It was supposed to be an insult, I guess.
At a time in which pretty much everything on social media is apparently going to be as offensive and insulting as possible, I’m sure the guy — someone I’ve never met before, by the way — felt as as though he was delivering the ultimate blow to my ego.
It was supposed to be a Facebook discussion about the media’s role in the recent election — I know, my fault for daring to tread into deep waters — but it quickly became a game of “How quickly can we blame everything on the media?” I guess I shouldn’t have been surprised, given that’s how most such discussions end these days.
After I tried to give a reasoned explanation of how and why things tend to happen the way they do in today’s world, however, some keyboard warrior felt the need to make it personal, telling me, “I guess this is why you’ll always be at a small town newspaper and never move on in your career.”
The implication in his (completely uncalled for) comment, I guess, was that because I’ve never moved on to Sports Illustrated or a major metropolitan daily newspaper, my career is somehow incomplete and my life a little emptier than it should be.

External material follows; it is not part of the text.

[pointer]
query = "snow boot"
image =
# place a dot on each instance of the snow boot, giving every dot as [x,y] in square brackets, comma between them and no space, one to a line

And, by his measure, I suppose he would be correct in that assessment.
But here’s the problem with that statement — I’m not living my life based on some standards he’s set for me. Truth be told, I don’t really care what this person thinks of what I’ve chosen to do with my life. I have no idea if I’m qualified to work anyplace other than a small community newspaper, mostly because I’ve never had any desire to pursue such a dream.
That’s never been my dream.
This past fall has served as a reminder to me that I am living my dream every single day.
When it comes to covering sports, there’s no place I’d rather be than Miami County.
We have outstanding teams and athletes throughout the county — the Miami East volleyball team captured a state title, the Troy girls cross country team was a state runner-up, the Tippecanoe boys soccer team went to regionals and seven local football teams qualified for the postseason — so it’s not as if I’m saddled watching losing teams play on a daily basis.
Not that it would matter if they were, mind you.
Because here’s the secret behind why I’ve never bothered looking for happiness much beyond my front door in the 20 years I’ve been employed at the Troy Daily News … I am blessed every day to work with some of the best kids and coaches in the entire world of sports.
This county is loaded with great athletes — and even better kids. The kids I cover are respectful. And funny. And thoughtful. And passionate. And intelligent. And there also are about a thousand other adjectives I could come up with if time and space permitted.
These kids have let me — someone who has the disadvantage of being an adult, usually a cardinal sin in the world of teenagers — into their world. They have let me not only see, but also write about, their greatest accomplishments and, sometimes, their greatest stumbles. They have let me laugh with them and, unfortunately, cry with them.
At the end of the day, I love them like they are my own children.
So maybe I don’t get the opportunity to interview famous professional athletes with million-dollar contracts … and the million-dollar egos to match. I probably will never get to cover the Super Bowl in my lifetime, but I’ve been fortunate enough to see every Troy-Piqua football game played since 1990.
And while that may not be what others — such as Facebook tough guys, for instance — may view as a dream job, it’s everything I could have ever hoped for and more. It’s my dream. It’s what I want to do. I long ago gave up chasing the fame and fortunate of big-time sports journalism. You won’t see me acting like a clown on some ESPN talk show — but you can find me in the sports pages around here every single day.
Telling me this is what I’ll be stuck doing for the rest of my life is the greatest compliment I could ever receive.